As GD and thus GO is less common in children than in adults, its clinical picture is less well defined in comparison with the adult population. Incidence rates of GO in children are between 1.7 and 3.5 cases per 100,000 population per year [3] and 0.79–6.5 per 100,000 children [1]. Most studies conclude that ocular signs of GD in this age group are milder than in adults [4, 6, 7, 9, 13, 14]. Occurrence of GO-related eye symptoms has been reported to be similar to adulthood, being found in one- to two-thirds of all children suffering from GD [1–3, 5, 7, 10, 12]. GO is less common in children under the age of 11 years (31.8%) compared with adolescents (11–18 years: 68.2%) [3].
Pediatric GO is generally considered to be mild, and consequently therapy mostly consists of a wait-and-see policy [3]. It remains unclear why a more severe course of this disease is usually not encountered at this age. A possible explanation is that severe GO is more often seen in smokers—active smoking being unusual in childhood. In the rare event of active or more severe orbitopathy, systemic administration of corticosteroids [1], orbital fat decompression and eyelid surgery [6] have been performed in selected cases.
Methods
The records of patients with the diagnosis of childhood GD seen in the Department of Pediatric Endocrinology of the Children’s Hospital and the Department of Ophthalmology of the Johannes-Gutenberg-University in Mainz, presenting with clinical signs of GO, were reviewed retrospectively.
Diagnosis of GD was based on clinical, sonographic, and laboratory findings. All patients had thyroid stimulating hormone receptor (TSHR) stimulating antibodies. The following ophthalmological findings were recorded: best-corrected Snellen acuity, slit-lamp investigation (Haag Streit BQ 900; Haag Streit, Könitz, Switzerland), intraocular pressure obtained by Goldmann applanation tonometry in primary position in mmHg (Goldmann applanation tonometers; Haag Streit), proptosis measured by Hertel’s exophthalmometry (Oculus, Wetzlar, Germany) in mm, monocular ductions documented in degrees, eyelid signs (lid aperture, upper and lower lid retraction; normal upper eyelid position was considered to be 1–1.5 mm below the superior limbus, normal lower eyelid position was considered to be at the level of the inferior limbus [9]) as well as direct and indirect funduscopy.

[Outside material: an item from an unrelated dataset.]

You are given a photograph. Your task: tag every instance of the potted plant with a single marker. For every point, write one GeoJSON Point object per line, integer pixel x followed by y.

Normal exophthalmometry in European (Caucasian) adults is reported to be less than 20 mm, with an inter-eye difference of less than 2 mm [2, 9, 15]. However, normal values depend on type of exophthalmometer, age, and gender [16]. Normal values for children under the age of 11 years are reported by Nucci (Table 1) [17]. Reliable normal values for older children are not available due to extreme variability recorded during puberty [17]. Therefore, we assumed a pathological protrusion of the globe in children below 11 years, if values were above the 97th percentile as given in Table 1. In patients aged 11 years and older, values >19 mm were considered pathological.

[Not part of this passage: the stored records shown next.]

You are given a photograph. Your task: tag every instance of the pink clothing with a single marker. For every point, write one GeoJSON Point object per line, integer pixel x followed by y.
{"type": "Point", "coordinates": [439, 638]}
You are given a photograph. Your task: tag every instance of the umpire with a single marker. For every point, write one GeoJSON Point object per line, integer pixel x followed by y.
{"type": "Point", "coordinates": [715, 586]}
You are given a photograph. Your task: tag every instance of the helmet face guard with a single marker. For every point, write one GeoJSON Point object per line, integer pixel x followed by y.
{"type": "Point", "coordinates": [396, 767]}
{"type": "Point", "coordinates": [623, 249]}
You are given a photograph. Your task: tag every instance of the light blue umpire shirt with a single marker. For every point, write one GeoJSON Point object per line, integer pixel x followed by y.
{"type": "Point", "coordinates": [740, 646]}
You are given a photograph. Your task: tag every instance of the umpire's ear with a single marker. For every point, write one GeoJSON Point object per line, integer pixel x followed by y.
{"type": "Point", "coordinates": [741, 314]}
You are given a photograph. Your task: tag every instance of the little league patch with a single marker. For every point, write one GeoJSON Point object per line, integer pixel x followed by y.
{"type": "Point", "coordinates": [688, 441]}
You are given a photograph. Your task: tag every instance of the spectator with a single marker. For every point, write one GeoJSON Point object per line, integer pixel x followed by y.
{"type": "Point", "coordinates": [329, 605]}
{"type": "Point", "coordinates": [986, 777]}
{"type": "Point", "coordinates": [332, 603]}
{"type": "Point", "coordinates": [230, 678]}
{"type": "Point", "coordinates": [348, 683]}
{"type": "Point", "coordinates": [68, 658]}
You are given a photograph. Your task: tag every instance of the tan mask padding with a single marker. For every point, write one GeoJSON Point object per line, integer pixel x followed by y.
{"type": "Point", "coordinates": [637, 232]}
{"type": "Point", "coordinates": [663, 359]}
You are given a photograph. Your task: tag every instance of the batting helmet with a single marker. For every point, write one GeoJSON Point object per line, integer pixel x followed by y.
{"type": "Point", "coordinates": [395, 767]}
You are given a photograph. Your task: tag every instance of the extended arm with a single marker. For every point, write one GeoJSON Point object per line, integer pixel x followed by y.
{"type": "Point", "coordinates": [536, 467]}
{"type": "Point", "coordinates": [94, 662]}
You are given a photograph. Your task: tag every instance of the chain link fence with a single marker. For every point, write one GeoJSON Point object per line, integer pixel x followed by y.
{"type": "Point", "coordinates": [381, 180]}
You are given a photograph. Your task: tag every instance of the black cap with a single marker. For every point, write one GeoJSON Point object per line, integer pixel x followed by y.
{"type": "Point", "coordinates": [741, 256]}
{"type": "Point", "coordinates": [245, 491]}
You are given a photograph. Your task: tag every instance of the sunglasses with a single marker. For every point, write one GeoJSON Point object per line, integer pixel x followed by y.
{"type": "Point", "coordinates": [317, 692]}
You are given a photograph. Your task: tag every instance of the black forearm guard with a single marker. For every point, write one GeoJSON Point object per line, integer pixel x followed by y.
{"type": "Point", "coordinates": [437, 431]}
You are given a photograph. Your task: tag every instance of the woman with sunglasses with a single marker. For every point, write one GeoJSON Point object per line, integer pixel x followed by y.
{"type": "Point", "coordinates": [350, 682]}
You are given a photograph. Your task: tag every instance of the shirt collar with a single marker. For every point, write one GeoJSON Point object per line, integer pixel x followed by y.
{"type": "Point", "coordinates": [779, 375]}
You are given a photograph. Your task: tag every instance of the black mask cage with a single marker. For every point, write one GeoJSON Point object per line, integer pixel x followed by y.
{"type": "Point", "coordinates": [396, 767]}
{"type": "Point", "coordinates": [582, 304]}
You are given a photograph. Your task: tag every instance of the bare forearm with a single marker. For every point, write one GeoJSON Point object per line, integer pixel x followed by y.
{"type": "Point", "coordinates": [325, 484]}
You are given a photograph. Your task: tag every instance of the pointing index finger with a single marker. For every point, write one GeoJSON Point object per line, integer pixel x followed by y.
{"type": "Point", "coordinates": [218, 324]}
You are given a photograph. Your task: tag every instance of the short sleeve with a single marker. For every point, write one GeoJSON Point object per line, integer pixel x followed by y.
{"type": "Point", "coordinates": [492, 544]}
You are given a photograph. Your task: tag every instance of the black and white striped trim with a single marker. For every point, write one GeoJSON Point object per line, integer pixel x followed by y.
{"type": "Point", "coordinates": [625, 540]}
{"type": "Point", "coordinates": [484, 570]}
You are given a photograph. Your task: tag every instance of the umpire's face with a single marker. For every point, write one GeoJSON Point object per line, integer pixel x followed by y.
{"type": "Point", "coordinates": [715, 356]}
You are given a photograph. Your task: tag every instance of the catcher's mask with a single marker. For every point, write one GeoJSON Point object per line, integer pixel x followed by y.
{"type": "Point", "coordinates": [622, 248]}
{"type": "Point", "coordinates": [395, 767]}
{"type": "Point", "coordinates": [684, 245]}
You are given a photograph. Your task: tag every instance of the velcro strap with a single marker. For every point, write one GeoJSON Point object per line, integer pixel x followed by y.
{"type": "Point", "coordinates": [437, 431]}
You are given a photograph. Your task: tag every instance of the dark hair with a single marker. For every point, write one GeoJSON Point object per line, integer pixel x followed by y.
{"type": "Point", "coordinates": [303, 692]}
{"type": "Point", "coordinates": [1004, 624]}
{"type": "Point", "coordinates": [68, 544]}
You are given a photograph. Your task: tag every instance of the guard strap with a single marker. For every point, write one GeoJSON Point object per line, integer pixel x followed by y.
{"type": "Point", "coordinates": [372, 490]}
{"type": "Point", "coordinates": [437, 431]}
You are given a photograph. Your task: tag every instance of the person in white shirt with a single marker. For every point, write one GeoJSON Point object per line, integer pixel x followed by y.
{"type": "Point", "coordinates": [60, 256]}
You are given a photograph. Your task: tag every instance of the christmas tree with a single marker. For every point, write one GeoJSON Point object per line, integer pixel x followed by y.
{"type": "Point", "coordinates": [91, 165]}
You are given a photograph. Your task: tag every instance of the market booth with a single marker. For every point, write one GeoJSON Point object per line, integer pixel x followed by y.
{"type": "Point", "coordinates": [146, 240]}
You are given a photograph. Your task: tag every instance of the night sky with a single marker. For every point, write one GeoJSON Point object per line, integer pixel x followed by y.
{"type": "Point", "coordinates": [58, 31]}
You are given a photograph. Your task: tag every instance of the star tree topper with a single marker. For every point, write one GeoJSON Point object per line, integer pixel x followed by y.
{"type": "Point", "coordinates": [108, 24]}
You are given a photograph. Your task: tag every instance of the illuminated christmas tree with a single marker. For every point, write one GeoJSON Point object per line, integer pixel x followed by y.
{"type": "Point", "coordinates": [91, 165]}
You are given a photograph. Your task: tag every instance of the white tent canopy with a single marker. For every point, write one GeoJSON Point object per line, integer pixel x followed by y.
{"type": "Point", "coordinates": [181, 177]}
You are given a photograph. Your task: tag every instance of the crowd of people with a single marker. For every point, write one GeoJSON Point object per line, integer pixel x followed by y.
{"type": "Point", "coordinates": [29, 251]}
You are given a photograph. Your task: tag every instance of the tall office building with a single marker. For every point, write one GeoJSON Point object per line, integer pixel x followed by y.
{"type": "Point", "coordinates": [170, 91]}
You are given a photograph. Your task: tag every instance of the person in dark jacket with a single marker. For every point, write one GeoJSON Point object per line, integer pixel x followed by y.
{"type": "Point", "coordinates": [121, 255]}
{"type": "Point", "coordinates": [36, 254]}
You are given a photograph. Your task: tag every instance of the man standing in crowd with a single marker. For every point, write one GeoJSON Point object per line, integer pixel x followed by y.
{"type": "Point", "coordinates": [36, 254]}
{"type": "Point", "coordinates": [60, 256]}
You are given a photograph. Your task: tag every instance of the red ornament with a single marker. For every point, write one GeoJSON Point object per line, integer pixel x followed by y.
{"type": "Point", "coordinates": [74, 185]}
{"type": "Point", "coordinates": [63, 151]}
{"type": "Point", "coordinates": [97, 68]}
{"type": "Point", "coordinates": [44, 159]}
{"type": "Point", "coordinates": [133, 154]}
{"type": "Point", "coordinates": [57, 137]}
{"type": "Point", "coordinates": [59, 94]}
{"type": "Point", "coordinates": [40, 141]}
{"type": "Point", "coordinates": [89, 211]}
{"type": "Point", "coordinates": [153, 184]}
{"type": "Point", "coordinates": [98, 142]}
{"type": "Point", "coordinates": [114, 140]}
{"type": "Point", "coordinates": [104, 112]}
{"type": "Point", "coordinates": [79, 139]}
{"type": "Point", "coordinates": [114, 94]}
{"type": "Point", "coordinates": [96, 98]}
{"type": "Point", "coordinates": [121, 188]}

General information recorded in the charts included age, sex, age at onset of GO and GD, treatment of thyroid dysfunction, and smoking history. All investigations were performed according to the Declaration of Helsinki.
Results
Between August 2002 and October 2008, 11 patients with GO were investigated. Clinical data are presented in Table 2. Mean age at diagnosis was 14.5 years (range 3–16 years). Ten patients showed pathological exophthalmometry readings, as defined in the “Methods” section. Upper lid retraction (6/10 patients) was not very marked. In contrast, lower lid retraction was more frequent, more pronounced, and persisted during follow-up. Four patients exhibited a limitation of ductions, however this only affected the extremes of gaze and did not result in a subjective complaint of double vision. The remainder of ophthalmological examination (slit lamp, intraocular pressure, funduscopy) was unremarkable. None of our patients showed a relevant impairment of visual acuity. Despite quite marked proptosis, none of our patients showed any significant inflammatory signs and symptoms as reflected by low Clinical Activity Scores (CAS, see Table 2) [18].

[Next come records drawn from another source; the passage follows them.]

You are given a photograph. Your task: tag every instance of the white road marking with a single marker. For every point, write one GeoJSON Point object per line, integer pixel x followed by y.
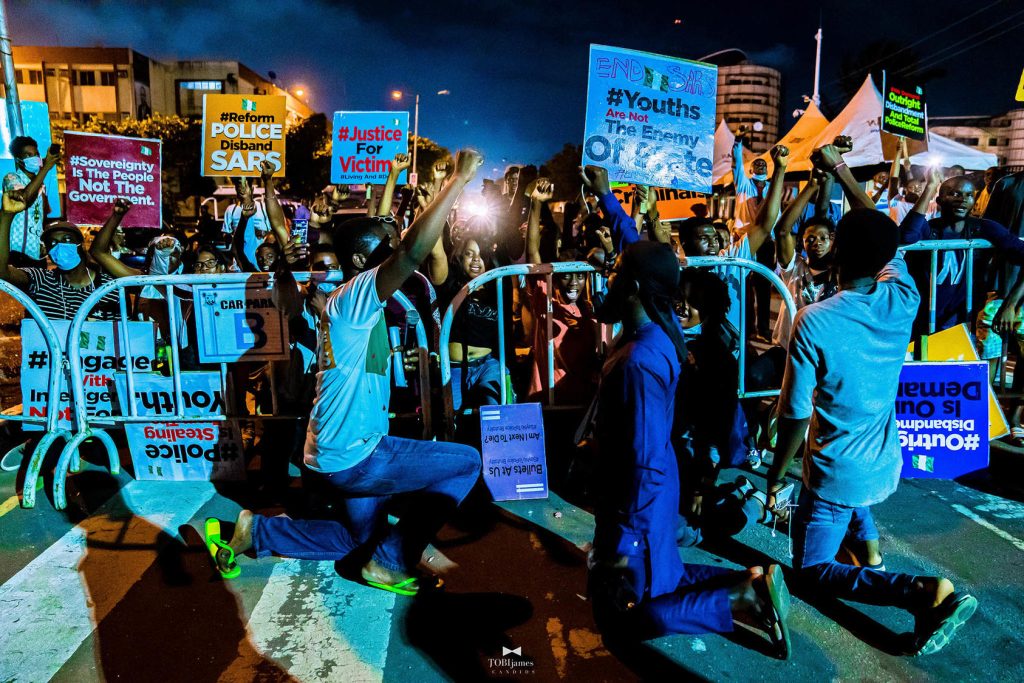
{"type": "Point", "coordinates": [970, 514]}
{"type": "Point", "coordinates": [47, 612]}
{"type": "Point", "coordinates": [318, 626]}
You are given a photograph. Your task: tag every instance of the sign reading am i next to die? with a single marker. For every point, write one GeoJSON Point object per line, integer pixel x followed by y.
{"type": "Point", "coordinates": [904, 112]}
{"type": "Point", "coordinates": [650, 119]}
{"type": "Point", "coordinates": [512, 445]}
{"type": "Point", "coordinates": [942, 417]}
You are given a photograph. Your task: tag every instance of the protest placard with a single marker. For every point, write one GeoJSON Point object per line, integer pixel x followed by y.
{"type": "Point", "coordinates": [512, 445]}
{"type": "Point", "coordinates": [102, 354]}
{"type": "Point", "coordinates": [98, 169]}
{"type": "Point", "coordinates": [650, 119]}
{"type": "Point", "coordinates": [903, 110]}
{"type": "Point", "coordinates": [27, 227]}
{"type": "Point", "coordinates": [239, 322]}
{"type": "Point", "coordinates": [365, 143]}
{"type": "Point", "coordinates": [242, 131]}
{"type": "Point", "coordinates": [942, 417]}
{"type": "Point", "coordinates": [181, 451]}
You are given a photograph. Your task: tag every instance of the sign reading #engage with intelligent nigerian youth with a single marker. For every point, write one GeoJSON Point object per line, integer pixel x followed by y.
{"type": "Point", "coordinates": [650, 118]}
{"type": "Point", "coordinates": [942, 417]}
{"type": "Point", "coordinates": [512, 445]}
{"type": "Point", "coordinates": [365, 143]}
{"type": "Point", "coordinates": [239, 322]}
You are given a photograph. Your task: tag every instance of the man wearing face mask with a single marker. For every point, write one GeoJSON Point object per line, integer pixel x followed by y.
{"type": "Point", "coordinates": [61, 291]}
{"type": "Point", "coordinates": [30, 170]}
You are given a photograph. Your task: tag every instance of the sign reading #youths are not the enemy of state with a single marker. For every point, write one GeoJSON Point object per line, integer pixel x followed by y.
{"type": "Point", "coordinates": [242, 131]}
{"type": "Point", "coordinates": [650, 118]}
{"type": "Point", "coordinates": [101, 168]}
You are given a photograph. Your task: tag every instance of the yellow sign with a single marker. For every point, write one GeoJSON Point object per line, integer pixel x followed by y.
{"type": "Point", "coordinates": [956, 344]}
{"type": "Point", "coordinates": [242, 131]}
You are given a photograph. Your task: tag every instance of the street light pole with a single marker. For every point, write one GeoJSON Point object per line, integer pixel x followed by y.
{"type": "Point", "coordinates": [9, 81]}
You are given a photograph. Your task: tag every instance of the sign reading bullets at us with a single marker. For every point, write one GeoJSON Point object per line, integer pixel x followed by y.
{"type": "Point", "coordinates": [242, 131]}
{"type": "Point", "coordinates": [650, 119]}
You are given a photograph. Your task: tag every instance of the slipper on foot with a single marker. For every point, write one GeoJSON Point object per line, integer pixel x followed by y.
{"type": "Point", "coordinates": [214, 545]}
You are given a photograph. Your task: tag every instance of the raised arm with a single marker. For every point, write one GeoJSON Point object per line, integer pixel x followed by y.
{"type": "Point", "coordinates": [398, 164]}
{"type": "Point", "coordinates": [13, 204]}
{"type": "Point", "coordinates": [784, 240]}
{"type": "Point", "coordinates": [100, 248]}
{"type": "Point", "coordinates": [543, 193]}
{"type": "Point", "coordinates": [32, 189]}
{"type": "Point", "coordinates": [426, 229]}
{"type": "Point", "coordinates": [829, 158]}
{"type": "Point", "coordinates": [759, 231]}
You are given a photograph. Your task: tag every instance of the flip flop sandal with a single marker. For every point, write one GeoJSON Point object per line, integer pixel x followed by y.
{"type": "Point", "coordinates": [778, 600]}
{"type": "Point", "coordinates": [214, 545]}
{"type": "Point", "coordinates": [953, 612]}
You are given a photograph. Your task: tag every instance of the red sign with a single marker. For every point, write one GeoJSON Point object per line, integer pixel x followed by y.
{"type": "Point", "coordinates": [98, 169]}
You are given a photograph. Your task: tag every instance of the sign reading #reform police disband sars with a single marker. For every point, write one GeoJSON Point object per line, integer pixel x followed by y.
{"type": "Point", "coordinates": [242, 131]}
{"type": "Point", "coordinates": [650, 118]}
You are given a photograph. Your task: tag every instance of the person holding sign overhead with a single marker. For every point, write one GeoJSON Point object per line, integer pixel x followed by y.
{"type": "Point", "coordinates": [348, 450]}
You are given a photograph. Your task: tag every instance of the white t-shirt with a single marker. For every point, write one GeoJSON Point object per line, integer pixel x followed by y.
{"type": "Point", "coordinates": [843, 371]}
{"type": "Point", "coordinates": [257, 227]}
{"type": "Point", "coordinates": [353, 382]}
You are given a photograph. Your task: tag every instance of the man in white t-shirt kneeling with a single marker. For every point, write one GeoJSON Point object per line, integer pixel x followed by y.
{"type": "Point", "coordinates": [348, 450]}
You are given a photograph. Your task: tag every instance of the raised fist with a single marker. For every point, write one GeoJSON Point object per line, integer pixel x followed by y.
{"type": "Point", "coordinates": [466, 164]}
{"type": "Point", "coordinates": [121, 206]}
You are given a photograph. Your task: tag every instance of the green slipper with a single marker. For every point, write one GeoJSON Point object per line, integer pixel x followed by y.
{"type": "Point", "coordinates": [398, 588]}
{"type": "Point", "coordinates": [778, 596]}
{"type": "Point", "coordinates": [214, 545]}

There was no history of active smoking in any of our patients. Passive smoking was reported in patients 7 and 10. Follow-up data were available in seven children (mean follow-up 25 months, range 3–66 months).
Discussion
The clinical manifestation of GO in all 11 patients consisted of eyelid retraction and proptosis. Lower lid retraction was detected in all patients exhibiting proptosis, and thus most probably reflects protrusion rather than mere lid involvement. The frequency of these findings is very similar to that reported in other studies, finding lid retraction in 84.5% and proptosis in 74% [9]. Despite the quite marked proptosis—six children had Hertel readings of 22 mm or more—we did not see corneal involvement. Signs of active orbitopathy as defined by Clinical Activity Score [18] (chemosis, lid swelling and redness, etc.) were lacking. None of the children developed severe GO, and administration of antithyroid drugs was sufficient to control hyperthyroidism. None of our patients received any specific treatment for eye disease. During the observation period four patients showed mild extraocular muscle dysfunction. The low frequency of extraocular muscle involvement is well known [2, 9, 14]. Thus, our small series confirms other studies describing rather mild clinical characteristics of GO in childhood [7, 9, 14].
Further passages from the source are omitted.